More familiar to most Israelis is the Partisan exhibit, that integrates real film footage along with photos of actors who tell soldiers’ stories. Many of the partisans who fought during WWII managed to make their way to Israel and build the IDF.

Examples of some of the soldiers profiled at the museum include Captain Harold “Smoky” Simon, son of Shlomo and Alice from Bultfontein, South Africa, who is commended for both his actions as a captain in WWII and for his actions in the IDF Military Corps of Israel’s Airforce from 1948-1949. In October 1942, Simon faced serious action during the Battle of El Alamein, the first major turning point in favor of the allies. He was part of the force that pushed the German Army west in its retreat from Egypt into Libia, Tunisia and later to Sicily, where the Allies joined the attacks.

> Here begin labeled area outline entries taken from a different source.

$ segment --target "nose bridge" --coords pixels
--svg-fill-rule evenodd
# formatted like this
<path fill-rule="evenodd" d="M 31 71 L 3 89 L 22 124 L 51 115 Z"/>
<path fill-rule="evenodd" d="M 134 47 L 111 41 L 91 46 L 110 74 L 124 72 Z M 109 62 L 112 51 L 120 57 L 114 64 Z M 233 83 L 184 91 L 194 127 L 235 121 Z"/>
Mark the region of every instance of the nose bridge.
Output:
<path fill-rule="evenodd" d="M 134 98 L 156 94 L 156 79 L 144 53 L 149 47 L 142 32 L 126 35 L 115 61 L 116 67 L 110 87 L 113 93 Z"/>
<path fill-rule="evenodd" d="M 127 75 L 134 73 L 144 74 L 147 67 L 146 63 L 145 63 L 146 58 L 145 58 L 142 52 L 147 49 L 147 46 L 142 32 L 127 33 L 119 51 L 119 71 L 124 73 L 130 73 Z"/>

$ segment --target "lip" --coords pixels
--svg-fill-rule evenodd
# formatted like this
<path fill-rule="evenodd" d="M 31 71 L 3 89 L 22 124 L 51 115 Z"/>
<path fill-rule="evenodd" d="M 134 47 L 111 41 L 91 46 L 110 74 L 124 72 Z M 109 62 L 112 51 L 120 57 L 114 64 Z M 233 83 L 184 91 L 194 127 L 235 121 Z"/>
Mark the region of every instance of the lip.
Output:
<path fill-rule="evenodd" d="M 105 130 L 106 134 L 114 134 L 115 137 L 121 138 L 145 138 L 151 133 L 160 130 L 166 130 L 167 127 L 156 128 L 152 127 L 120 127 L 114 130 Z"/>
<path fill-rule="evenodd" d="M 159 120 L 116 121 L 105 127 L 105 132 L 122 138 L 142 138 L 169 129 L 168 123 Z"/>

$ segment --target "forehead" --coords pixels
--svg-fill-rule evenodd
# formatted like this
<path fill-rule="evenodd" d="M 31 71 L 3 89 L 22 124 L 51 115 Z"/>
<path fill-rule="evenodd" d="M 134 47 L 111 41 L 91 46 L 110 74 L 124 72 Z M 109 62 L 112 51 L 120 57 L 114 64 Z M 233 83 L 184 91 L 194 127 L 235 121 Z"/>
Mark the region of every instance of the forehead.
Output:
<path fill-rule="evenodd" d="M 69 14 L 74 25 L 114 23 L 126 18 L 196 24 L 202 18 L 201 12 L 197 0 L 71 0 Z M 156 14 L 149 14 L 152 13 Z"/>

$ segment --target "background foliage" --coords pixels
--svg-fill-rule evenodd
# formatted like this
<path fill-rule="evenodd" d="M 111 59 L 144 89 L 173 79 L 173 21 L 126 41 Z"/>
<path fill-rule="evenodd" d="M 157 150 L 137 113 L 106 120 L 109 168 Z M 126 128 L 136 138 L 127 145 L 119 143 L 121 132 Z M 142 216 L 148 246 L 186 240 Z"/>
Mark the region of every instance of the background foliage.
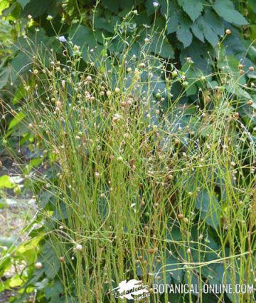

In May, 1948, Simon and his wife Myra, a meteorological instructor, decided to join the Israeli Air Force. In six separate runs over Syria, he flew as a navigator during a night bombing of Damascus—Israel’s first air operation against an Arab capital. He and Myra officially made aliyah after their service, along with their four children, in February 1962.  

Another soldier featured is Maurice Rose, a son and grandson of rabbis from Poland who became a career officer in the United States Army, attaining the rank of major general during WWII. Rose commanded the 3rd Armored Division when he was killed in action in Germany towards the end of the war.  

The countless tales of bravery were collected by the museum and reenacted by professional actors.

There is also a temporary exhibition hall for special exhibits, like soldiers’ artwork and personal writing, as well as a robust research and study center with books, periodicals, speeches, media and online information for the scholar, the reporter, the student and the enthusiast to fully research all aspects of Jewish soldiers, WWII and the nascent state of Israel.

An online registry called “Add a Warrior” allows anyone who was or knows of a Jewish soldier in WWII to share his or her stories in perpetuity. For those who have loved ones who served in the war, this makes this museum especially relevant and meaningful. It is Israel’s own legacy for lesser-known heroes who selflessly protected Jews all over the world.